Does anyone know if the python and JavaScript examples on the blog work without an Ollama Account?
they had at some point start earning money.
At some point you have to earn user trust. If Ollama won't be the Open Source Ollama API provider, there are several endpoint-compatible alternatives happy to replace them.
From where I'm standing, there's not enough money in B2C GPU hosting to make this sort of thing worthwhile. Features like paid search APIs this really hammer home how difficult it is to provide value around that proposition.
Just set up SearXNG locally if you want a free/local web search MCP: https://gist.github.com/tripplyons/a2f9d8bd553802f9296a7ec3b...
That's what i have together with open webui and gpt-oss-120b. it works reasonably well. But sometimes the searches are slow.

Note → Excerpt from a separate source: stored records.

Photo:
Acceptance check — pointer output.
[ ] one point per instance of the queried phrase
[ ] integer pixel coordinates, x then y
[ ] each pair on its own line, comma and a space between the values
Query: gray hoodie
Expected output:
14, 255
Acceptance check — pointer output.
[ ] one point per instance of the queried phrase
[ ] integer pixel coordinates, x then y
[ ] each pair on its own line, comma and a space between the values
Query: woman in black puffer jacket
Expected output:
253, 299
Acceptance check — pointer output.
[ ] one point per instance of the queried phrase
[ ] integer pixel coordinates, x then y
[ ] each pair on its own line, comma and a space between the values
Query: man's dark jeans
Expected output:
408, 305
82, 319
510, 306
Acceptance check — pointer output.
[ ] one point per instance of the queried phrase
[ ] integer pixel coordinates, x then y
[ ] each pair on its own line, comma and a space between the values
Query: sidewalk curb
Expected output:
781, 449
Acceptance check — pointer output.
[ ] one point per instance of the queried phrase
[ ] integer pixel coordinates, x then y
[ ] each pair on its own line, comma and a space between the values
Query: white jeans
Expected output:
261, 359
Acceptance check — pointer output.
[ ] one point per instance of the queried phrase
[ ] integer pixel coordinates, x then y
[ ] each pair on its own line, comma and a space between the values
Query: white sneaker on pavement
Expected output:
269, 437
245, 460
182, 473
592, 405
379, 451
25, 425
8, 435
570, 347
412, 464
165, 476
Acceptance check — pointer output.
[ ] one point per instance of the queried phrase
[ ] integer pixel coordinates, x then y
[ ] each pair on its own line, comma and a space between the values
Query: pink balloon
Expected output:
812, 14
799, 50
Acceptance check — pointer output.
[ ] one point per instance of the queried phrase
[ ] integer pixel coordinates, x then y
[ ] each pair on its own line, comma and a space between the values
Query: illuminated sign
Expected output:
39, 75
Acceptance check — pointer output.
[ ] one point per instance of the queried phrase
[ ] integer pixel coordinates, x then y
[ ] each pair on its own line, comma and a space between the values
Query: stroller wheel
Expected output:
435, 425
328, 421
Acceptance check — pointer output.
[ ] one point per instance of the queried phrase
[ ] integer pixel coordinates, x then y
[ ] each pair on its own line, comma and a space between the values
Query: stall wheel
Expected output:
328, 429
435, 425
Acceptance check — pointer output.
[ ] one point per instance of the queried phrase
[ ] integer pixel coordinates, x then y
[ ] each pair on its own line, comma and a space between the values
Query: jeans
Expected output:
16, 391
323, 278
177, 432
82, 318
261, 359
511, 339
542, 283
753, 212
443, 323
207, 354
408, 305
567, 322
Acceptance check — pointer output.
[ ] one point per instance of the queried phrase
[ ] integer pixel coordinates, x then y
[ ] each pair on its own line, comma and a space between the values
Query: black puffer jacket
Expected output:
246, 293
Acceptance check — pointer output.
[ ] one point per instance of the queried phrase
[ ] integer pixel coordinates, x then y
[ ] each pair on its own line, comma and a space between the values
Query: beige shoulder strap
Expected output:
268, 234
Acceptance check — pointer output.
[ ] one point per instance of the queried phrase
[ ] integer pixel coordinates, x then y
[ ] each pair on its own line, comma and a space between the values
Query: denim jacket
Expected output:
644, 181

You can try removing search engines that fail or reducing their timeout setting to something faster than the default of a few seconds.
SearXNG is fast, its mostly the code that triggers the searches. Because, my daily is chatgpt, i still did not try to tweak it.
I haven't needed to tweak mine for similar reasons, but I'm surprised to hear that the "code that triggers the searches" is slow. Are you referring to something in Open WebUI?
It's tools that you can install from open webui
https://openwebui.com/tools
I haven't tried SearXNG personally. How does it compare to Ollama's web search in terms of the search content returned?
I have no idea how well Ollama's works, but I haven't ran into any issues with SearXNG. The alternatives aren't worth paying for in any use case I've encountered.